Only a linguistic animal—that is to say, one which moves within a world of meaning—can be said to have a culture. To live in a world of meaning is to share a sensory world with others of one’s kind in a way that transcends mere bodily contact. It isn’t just to add something extra to a sensory world but to transform it at a stroke. It is to extend the body outwards into a complex set of networks and institutions, and this in turn extends the body inwards, lending it its spiritual depth and interiority. The whole of civilisation is an extension of our bodies. Technology is a kind of prosthesis. And this is made possible by the kind of labouring, linguistic, conceptual, self-transformative, self-transcending bodies we have (or are). (Whether we “have” bodies or “are” bodies is a fascinating issue we must leave aside here.) As Ludwig Wittgenstein remarks, if you want an image of the soul, look at the human body.

Now this is both our delight and our disaster.
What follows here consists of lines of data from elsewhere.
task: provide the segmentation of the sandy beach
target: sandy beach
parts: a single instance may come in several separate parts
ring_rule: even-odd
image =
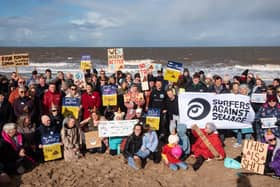
[[[233,148],[234,138],[226,139],[226,153],[234,158],[241,148]],[[267,176],[238,177],[245,170],[227,169],[223,161],[211,160],[194,171],[192,158],[188,170],[171,171],[161,162],[148,161],[145,169],[134,170],[124,163],[122,155],[89,154],[74,163],[57,160],[40,164],[22,176],[13,177],[9,186],[279,186],[279,180]]]

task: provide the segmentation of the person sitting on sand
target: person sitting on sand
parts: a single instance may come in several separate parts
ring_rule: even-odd
[[[63,121],[60,135],[65,161],[73,161],[81,157],[80,145],[82,144],[82,137],[76,123],[76,119],[73,116],[68,116]]]
[[[164,163],[173,171],[178,168],[187,169],[188,166],[185,162],[180,160],[182,156],[182,148],[178,145],[179,137],[177,134],[171,134],[168,137],[168,144],[162,148],[162,159]]]
[[[206,123],[205,129],[201,129],[202,133],[206,136],[212,146],[216,149],[216,151],[220,154],[218,159],[224,159],[226,154],[222,145],[222,142],[219,138],[219,135],[216,131],[216,126],[214,123]],[[198,136],[198,134],[192,130],[194,137],[196,137],[195,143],[191,147],[191,151],[193,156],[196,158],[196,162],[193,165],[193,169],[198,170],[203,162],[207,159],[213,159],[214,155],[209,150],[209,148],[205,145],[202,138]]]
[[[142,168],[142,161],[136,153],[142,146],[143,126],[140,124],[134,125],[133,133],[127,138],[123,151],[124,158],[127,164],[134,169]]]
[[[274,172],[280,176],[280,139],[269,129],[265,134],[265,141],[268,143],[268,151],[265,164],[265,173]]]

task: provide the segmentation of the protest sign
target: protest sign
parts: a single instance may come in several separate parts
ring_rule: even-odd
[[[250,97],[240,94],[180,93],[179,114],[180,123],[213,122],[218,129],[251,128],[255,118]]]
[[[140,78],[141,78],[141,87],[142,90],[149,90],[149,83],[148,83],[148,71],[146,65],[144,63],[138,65]]]
[[[241,168],[263,174],[267,156],[268,144],[244,140]]]
[[[197,125],[193,125],[192,129],[197,133],[197,135],[201,138],[203,143],[207,146],[207,148],[210,150],[210,152],[214,155],[214,157],[219,157],[220,154],[215,149],[215,147],[211,144],[211,142],[208,140],[208,138],[203,134],[203,132],[198,128]]]
[[[99,137],[129,136],[138,120],[100,121],[98,124]]]
[[[266,102],[266,93],[253,93],[251,95],[252,103],[265,103]]]
[[[276,126],[276,122],[277,122],[277,118],[276,117],[272,117],[272,118],[261,118],[261,122],[262,122],[262,128],[263,129],[268,129],[268,128],[277,128],[278,126]]]
[[[173,61],[168,61],[167,68],[164,73],[164,80],[177,82],[183,70],[183,64]]]
[[[20,53],[20,54],[12,54],[12,55],[2,55],[0,56],[0,65],[2,67],[28,66],[29,54]]]
[[[62,100],[62,115],[74,116],[78,119],[80,111],[80,98],[64,97]]]
[[[101,91],[103,106],[117,105],[117,87],[115,85],[104,85]]]
[[[42,136],[44,160],[55,160],[62,157],[59,133]]]
[[[89,131],[85,133],[86,148],[101,147],[101,138],[98,136],[98,131]]]
[[[82,56],[80,68],[84,71],[87,69],[92,69],[91,57],[89,55]]]
[[[148,114],[146,117],[146,124],[149,124],[154,130],[159,130],[160,123],[160,109],[158,108],[149,108]]]
[[[108,54],[108,71],[115,72],[124,69],[123,48],[109,48]]]
[[[62,158],[60,143],[43,146],[44,161]]]

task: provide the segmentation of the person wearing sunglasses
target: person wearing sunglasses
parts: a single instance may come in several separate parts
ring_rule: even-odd
[[[14,114],[18,119],[22,115],[34,115],[34,103],[33,101],[26,95],[25,87],[18,88],[19,97],[13,103]]]
[[[280,176],[280,139],[269,129],[265,134],[265,141],[268,144],[266,156],[265,173],[274,172]]]

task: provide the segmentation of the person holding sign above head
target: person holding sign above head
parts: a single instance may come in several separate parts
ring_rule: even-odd
[[[280,176],[280,139],[276,138],[270,129],[264,137],[266,143],[268,143],[264,172],[274,172],[277,176]]]
[[[201,132],[201,134],[199,132]],[[192,134],[197,138],[191,147],[192,156],[196,158],[196,162],[193,165],[195,171],[198,170],[207,159],[213,159],[215,157],[218,159],[225,158],[226,153],[214,123],[206,123],[205,129],[201,129],[200,131],[199,129],[194,130],[193,128]],[[214,155],[214,152],[217,155]]]
[[[271,124],[271,131],[277,137],[280,137],[280,107],[277,102],[277,98],[275,95],[270,95],[267,97],[267,102],[260,108],[255,117],[255,125],[256,125],[256,136],[258,141],[263,141],[264,133],[266,129],[264,129],[263,124],[261,123],[262,118],[275,118],[276,123]]]

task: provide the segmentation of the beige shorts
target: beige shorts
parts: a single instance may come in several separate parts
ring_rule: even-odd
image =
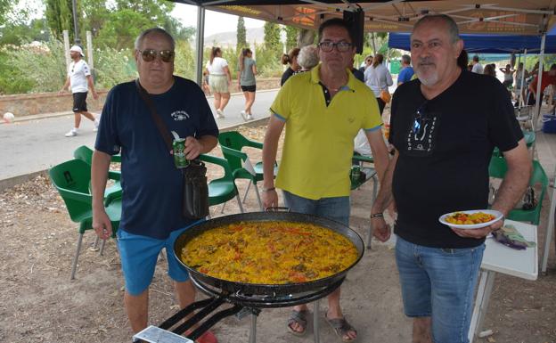
[[[213,93],[230,93],[228,90],[228,78],[225,75],[208,76],[208,86]]]

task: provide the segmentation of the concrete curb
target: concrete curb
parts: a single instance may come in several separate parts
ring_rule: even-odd
[[[0,192],[4,192],[8,188],[12,188],[15,185],[26,183],[47,171],[48,169],[39,170],[37,172],[33,172],[29,174],[23,174],[20,176],[12,176],[7,179],[0,180]]]
[[[261,89],[260,91],[257,91],[257,93],[267,93],[267,92],[274,92],[277,91],[279,88],[274,88],[274,89]],[[231,93],[230,94],[231,96],[242,96],[243,93]],[[213,95],[208,95],[207,99],[213,99],[214,96]],[[92,111],[93,114],[96,114],[99,115],[101,114],[100,110],[94,110]],[[41,113],[41,114],[32,114],[29,116],[21,116],[21,117],[15,117],[15,118],[13,119],[13,122],[12,123],[6,123],[4,120],[0,120],[0,125],[3,124],[13,124],[13,123],[17,123],[17,122],[21,122],[21,121],[29,121],[29,120],[38,120],[38,119],[44,119],[44,118],[56,118],[56,117],[63,117],[63,116],[71,116],[73,115],[73,112],[70,110],[68,111],[63,111],[63,112],[51,112],[51,113]],[[254,120],[257,121],[257,120]],[[224,130],[225,130],[227,127],[224,128]]]

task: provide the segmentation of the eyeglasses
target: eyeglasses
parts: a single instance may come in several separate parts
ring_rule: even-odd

The linguistic, culture building creature has the edge over its fellow animals in all sorts of ways. Indeed, it is hard to suppress a shudder of humanistic contempt when one thinks about all that we can do and they can’t. We can stockpile nuclear weapons, torture Muslims and blow the heads off small children, for example, none of which are within the capacity of moles or badgers (unless they’re being remarkably furtive about it). Language or conceptual thought allows us to sit loose to our own bodies, as well as to the bodies of others, unhinging us to some extent from our constraining sensuous responses. It is hard to strangle someone with your bare hands since the intra-specific inhibitions on killing a member of one’s own species would kick in and succeed in making us sick. And though it is unpleasant to have someone throw up over you, it is a great deal more agreeable than being strangled.

We can, however, override these sensuous inhibitions by killing each other at long range, an ingenious strategy which squirrels and earthworms have so far disastrously failed to come up with. (Why? Because a non-linguistic being can’t invent a rifle.) Language, and the cultural or conceptual world of which it is the medium, is the catastrophic triumph we have over our fellow animals. If this dangerously two-edged sword permits us to torture, it also allows us to perform major surgery without just throwing up over the patient’s body all the time. It does this because it helps to objectify the world, set it over against us, which is a source of alienation and achievement. Unlike aardvarks and alligators, we can be ironic and play the trombone, write Little Dorrit and care for the sick. Linguistic culture also means that we can enter into relations with others more intimate and intense than just bodily interaction, which is what we mean by spirit, soul or consciousness.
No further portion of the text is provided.